Wenn es nicht nur um eine Tasse Tee geht, sondern um die Aufnahme von Präparaten aus der Pflanze in den Behandlungsplan einer bestimmten Krankheit, konsultieren Sie unbedingt Ihren Hausarzt oder behandelnden Arzt.
Tee aus Blütenblättern: sammeln, trocknen, aufbrühen
Und dennoch werden die Blüten des Tschubuschnik häufiger nicht wegen ihrer wohltuenden Eigenschaften aufgebrüht, sondern wegen ihres wiedererkennbaren Aromas, auch wenn es nicht so intensiv und lecker ist wie das von echtem Jasmin.
Es ist besser, die Blütenblätter natürlicher Straucharten oder Sorten mit einfachen Blüten zu sammeln. Die duftendsten sind Awalansch, Wosduschny Desant, Buke Blansch, Junnat. Einen interessanten Duft mit Vanillenoten hat die Sorte Schemtschug. Die gefüllten Hybriden duften dagegen fast gar nicht.
Es wird empfohlen, die Blumen in der Halbblütephase zu pflücken. Dies sollte morgens erfolgen, wenn der Tau abgetrocknet ist, oder gegen Abend.

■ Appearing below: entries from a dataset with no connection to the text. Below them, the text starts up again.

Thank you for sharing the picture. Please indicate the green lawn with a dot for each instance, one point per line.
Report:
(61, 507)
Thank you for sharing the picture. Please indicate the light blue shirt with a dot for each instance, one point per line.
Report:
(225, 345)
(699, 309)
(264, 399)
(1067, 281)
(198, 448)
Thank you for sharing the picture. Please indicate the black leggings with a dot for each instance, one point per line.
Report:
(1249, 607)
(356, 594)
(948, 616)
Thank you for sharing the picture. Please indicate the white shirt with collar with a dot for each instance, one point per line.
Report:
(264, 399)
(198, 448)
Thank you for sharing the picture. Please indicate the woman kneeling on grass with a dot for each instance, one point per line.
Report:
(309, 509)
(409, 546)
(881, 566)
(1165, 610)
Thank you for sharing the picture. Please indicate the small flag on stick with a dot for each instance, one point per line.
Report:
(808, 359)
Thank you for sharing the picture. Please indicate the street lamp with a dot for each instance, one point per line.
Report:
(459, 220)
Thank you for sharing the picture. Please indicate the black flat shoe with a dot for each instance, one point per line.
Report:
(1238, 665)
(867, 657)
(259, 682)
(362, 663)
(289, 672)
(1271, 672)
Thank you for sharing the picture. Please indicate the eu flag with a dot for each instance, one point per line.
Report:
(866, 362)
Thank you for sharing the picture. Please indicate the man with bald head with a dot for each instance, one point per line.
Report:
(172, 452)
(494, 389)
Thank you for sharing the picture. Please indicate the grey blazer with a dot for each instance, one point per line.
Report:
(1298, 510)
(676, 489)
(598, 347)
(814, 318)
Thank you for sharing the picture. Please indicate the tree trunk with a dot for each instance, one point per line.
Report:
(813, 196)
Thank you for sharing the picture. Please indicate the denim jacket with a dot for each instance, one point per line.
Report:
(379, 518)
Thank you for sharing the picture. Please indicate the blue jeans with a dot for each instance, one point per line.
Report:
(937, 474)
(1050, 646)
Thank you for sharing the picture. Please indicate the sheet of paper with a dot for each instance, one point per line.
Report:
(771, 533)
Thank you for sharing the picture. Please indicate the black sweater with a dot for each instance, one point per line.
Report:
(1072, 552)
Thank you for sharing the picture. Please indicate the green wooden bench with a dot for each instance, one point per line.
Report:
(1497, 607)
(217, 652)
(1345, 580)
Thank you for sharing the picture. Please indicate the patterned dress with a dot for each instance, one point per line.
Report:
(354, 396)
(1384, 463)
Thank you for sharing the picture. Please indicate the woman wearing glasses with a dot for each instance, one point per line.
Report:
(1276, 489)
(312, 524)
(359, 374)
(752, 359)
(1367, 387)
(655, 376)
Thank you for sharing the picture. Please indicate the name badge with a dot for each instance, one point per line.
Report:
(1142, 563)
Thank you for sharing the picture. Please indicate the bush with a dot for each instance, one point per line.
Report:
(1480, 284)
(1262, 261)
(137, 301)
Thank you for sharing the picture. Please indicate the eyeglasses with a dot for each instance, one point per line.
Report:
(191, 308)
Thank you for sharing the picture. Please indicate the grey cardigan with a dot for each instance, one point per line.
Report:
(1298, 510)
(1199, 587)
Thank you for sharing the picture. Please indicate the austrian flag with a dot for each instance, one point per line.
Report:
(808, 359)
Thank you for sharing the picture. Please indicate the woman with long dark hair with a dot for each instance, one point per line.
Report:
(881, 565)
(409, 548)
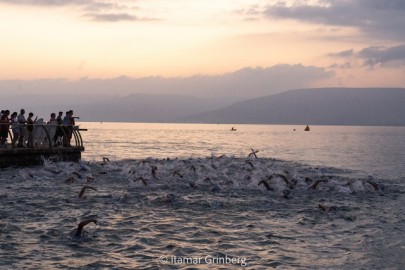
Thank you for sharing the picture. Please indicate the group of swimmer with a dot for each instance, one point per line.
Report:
(22, 127)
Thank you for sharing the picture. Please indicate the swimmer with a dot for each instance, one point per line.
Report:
(265, 183)
(317, 182)
(254, 152)
(192, 168)
(289, 184)
(141, 179)
(81, 225)
(250, 163)
(84, 189)
(176, 172)
(154, 168)
(70, 180)
(221, 156)
(327, 208)
(375, 185)
(77, 174)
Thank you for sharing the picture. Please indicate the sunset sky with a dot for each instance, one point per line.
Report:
(357, 43)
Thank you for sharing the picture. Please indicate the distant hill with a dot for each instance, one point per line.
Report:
(320, 106)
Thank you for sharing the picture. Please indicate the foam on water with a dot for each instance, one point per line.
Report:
(303, 217)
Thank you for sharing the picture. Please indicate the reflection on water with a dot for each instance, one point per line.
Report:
(198, 209)
(372, 150)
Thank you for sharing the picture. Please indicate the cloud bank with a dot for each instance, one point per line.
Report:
(376, 18)
(101, 11)
(374, 56)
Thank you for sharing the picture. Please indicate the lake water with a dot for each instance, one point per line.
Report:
(377, 151)
(176, 196)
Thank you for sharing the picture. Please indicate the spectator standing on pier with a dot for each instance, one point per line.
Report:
(22, 121)
(30, 127)
(15, 127)
(4, 126)
(59, 131)
(53, 120)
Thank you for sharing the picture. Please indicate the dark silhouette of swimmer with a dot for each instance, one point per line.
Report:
(317, 182)
(176, 172)
(327, 208)
(250, 163)
(140, 178)
(289, 184)
(375, 185)
(192, 168)
(84, 189)
(81, 225)
(77, 174)
(70, 180)
(265, 183)
(154, 169)
(254, 152)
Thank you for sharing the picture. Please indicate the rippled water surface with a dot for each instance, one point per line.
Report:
(209, 205)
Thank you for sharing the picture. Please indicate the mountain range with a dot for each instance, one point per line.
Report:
(320, 106)
(311, 106)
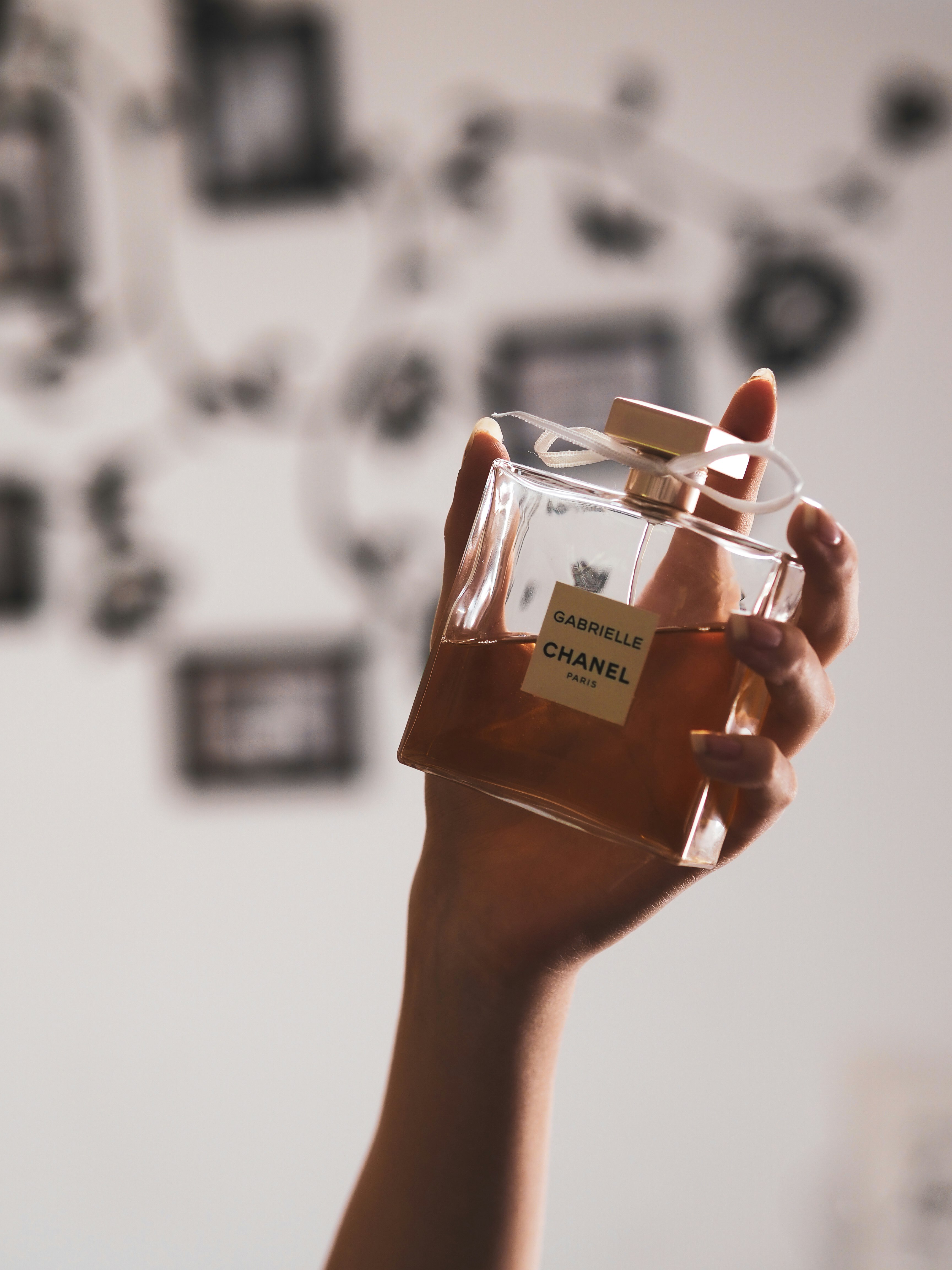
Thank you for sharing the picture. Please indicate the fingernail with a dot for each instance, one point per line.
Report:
(756, 632)
(819, 524)
(488, 426)
(715, 745)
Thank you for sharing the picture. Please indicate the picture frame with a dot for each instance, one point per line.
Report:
(264, 120)
(40, 230)
(271, 717)
(21, 564)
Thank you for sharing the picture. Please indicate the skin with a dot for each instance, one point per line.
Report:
(507, 906)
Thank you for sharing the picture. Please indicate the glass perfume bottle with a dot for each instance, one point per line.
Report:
(586, 641)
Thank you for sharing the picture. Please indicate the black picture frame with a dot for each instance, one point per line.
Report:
(21, 555)
(272, 718)
(570, 370)
(40, 224)
(266, 120)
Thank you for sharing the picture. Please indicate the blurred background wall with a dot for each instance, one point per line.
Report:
(238, 366)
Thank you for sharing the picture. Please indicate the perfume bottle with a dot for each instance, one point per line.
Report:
(586, 641)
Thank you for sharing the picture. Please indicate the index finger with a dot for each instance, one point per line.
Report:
(751, 416)
(829, 611)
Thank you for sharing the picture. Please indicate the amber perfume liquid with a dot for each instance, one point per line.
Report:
(473, 717)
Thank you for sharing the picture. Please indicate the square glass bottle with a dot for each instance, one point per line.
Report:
(586, 641)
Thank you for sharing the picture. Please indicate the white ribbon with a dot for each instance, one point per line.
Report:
(596, 448)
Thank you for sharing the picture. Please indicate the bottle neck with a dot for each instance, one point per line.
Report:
(664, 491)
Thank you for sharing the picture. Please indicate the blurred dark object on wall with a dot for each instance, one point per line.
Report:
(130, 590)
(913, 111)
(271, 718)
(264, 95)
(468, 173)
(791, 312)
(6, 13)
(572, 370)
(130, 599)
(616, 230)
(21, 524)
(40, 249)
(397, 392)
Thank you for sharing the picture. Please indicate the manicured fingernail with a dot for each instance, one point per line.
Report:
(488, 426)
(819, 524)
(756, 632)
(715, 745)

Die geernteten Blüten werden im Schatten getrocknet – auf der Veranda, Terrasse oder sogar im Zimmer. Die Blütenblätter sind dünn und zart, sie trocknen schnell, man muss sie nur gelegentlich wenden.
Bewahren Sie den Blütenaufguss nicht wie andere Heilkräuter in Leinensäckchen auf. Am besten eignet sich dafür ein Glas- oder Metallbehälter mit dicht schließendem Deckel. So bleiben die duftenden ätherischen Öle maximal erhalten.
Man kann auch ein reines Blütengetränk aufbrühen. Häufiger werden die Blütenblätter jedoch dem normalen schwarzen oder grünen Tee hinzugefügt – man nimmt etwa ein Drittel der gesamten Teemenge.
Mit grünem Tee wird der Jasmin vermischt und zusammen aufgebrüht. Sowohl die grünen Teeblätter als auch die Blütenblätter entfalten ihr Geschmacks- und Aromabouquet am besten bei einer Temperatur von nicht mehr als 95 °C. Der Aufguss zieht 3–5 Minuten.
Schwarzen Tee hingegen sollte man mit kochendem Wasser übergießen und die Blüten erst 1–2 Minuten später hinzufügen, damit sie ihr zauberhaftes Aroma entfalten, aber dennoch ihre wertvollen Inhaltsstoffe bewahren können.
Jasmintee: Wie aufbrühen? Nützliche Eigenschaften und Anwendung
Was ist Tee?
Tee kann als ein Kulturgut der menschlichen Zivilisation bezeichnet werden. Das weltbekannte Getränk wird durch Aufbrühen oder Ziehenlassen der Teeblätter zubereitet und überall hoch geschätzt.
Geschichte des Tees
Ursprünglich war Tee eine Medizin, und seine Entdeckung als Getränk wird mit dem Namen des Gründers der chinesischen Nation, einer zentralen Figur der chinesischen Mythologie – Shen Nong (übersetzt: Göttlicher Bauer) [1] in Verbindung gebracht. Historiker schätzen, dass vor etwa 5.000 Jahren in diesem Land als erstem der Nutzen von Tee erkannt wurde und er von hier aus weite Verbreitung in der Welt fand.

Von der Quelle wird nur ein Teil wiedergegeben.